La critica alla malata società moderna, ordinata su valori fallaci, inutili feticci, false necessità, menzogne e ipocrisie (su cui Penn, nella prima parte del film, sembra calcare la mano con una enfasi a volte eccessiva), si pone come il riflesso di un interiore dramma psicologico riveniente da un travagliato rapporto con i genitori. Di qui il rifiuto radicale da parte del protagonista di tutto ciò che si fonda sulla falsità e sugli artifizi, attraverso una fuga tesa a riconquistare il naturale ordine delle cose e il rapporto "genuino" con la natura. Ma in questo viaggio iniziatico verso l'ascesi Alex farà diversi incontri che segneranno la sua "nuova crescita", in una sorta di palingenesi che, tappa dopo tappa, arricchirà l'animo del nostro viandante in uno scambio reciproco di amore. Nonostante ciò, Alex seguiterà nel suo intento di raggiungere l’Alaska, luogo deputato alla sua solitaria riconciliazione con la natura e la vita. Ma proprio l’agognata mèta e l’agognata solitudine riveleranno il loro aspetto più crudele e beffardo ad Alex il quale, in mancanza di mezzi, di aiuti e nella impietosa indifferenza della fauna circostante rispetto al suo dolore, giungerà alla verità strenuamente perseguita fino a quel momento, ma al prezzo della propria vita.
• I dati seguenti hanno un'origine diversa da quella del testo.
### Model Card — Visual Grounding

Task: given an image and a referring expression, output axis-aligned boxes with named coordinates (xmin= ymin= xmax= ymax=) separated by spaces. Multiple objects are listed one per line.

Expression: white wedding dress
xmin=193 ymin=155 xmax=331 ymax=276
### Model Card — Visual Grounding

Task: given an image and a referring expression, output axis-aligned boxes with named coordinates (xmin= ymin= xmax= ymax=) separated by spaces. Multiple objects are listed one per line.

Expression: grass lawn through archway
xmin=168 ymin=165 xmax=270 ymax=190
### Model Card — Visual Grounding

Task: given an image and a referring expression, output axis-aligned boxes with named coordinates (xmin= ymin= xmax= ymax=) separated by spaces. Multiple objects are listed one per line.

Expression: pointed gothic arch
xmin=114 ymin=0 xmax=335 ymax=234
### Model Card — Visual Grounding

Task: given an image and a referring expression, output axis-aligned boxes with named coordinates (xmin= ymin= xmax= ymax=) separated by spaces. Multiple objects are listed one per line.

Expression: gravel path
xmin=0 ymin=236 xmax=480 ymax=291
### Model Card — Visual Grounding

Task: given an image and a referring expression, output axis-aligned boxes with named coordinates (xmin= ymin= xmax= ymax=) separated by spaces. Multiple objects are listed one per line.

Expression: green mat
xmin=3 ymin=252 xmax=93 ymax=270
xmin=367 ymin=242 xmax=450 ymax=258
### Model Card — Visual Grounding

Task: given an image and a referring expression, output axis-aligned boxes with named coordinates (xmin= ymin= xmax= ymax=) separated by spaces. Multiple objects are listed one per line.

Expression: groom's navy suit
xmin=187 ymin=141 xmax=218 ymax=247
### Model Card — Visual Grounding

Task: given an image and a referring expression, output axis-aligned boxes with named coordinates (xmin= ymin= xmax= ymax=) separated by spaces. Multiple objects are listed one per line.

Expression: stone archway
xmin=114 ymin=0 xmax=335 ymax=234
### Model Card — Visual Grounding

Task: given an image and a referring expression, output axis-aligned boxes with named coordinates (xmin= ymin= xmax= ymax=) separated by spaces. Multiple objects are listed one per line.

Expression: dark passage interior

L’apogeo della tragedia coincide con un finale conciliante che ci mostra il pensiero di un uomo (Sean Penn) in pace con il mondo: quantunque le relazioni interpersonali siano tragicamente segnate da incomprensioni, dolori e cattive azioni, l’uomo non può fare a meno dell’uomo, poichè solo nella”condivisione della felicità” risiede l’essenza della stessa felicità.

Inevitabile il confronto con il superiore “Grizzly man” di Herzog, dove qualsiasi proposito “moralistico” lascia il posto ad un crudo realismo che ti investe con un impeto e una veemenza senza eguali.

Eccellente l’interpretazione di Emile Hirsch.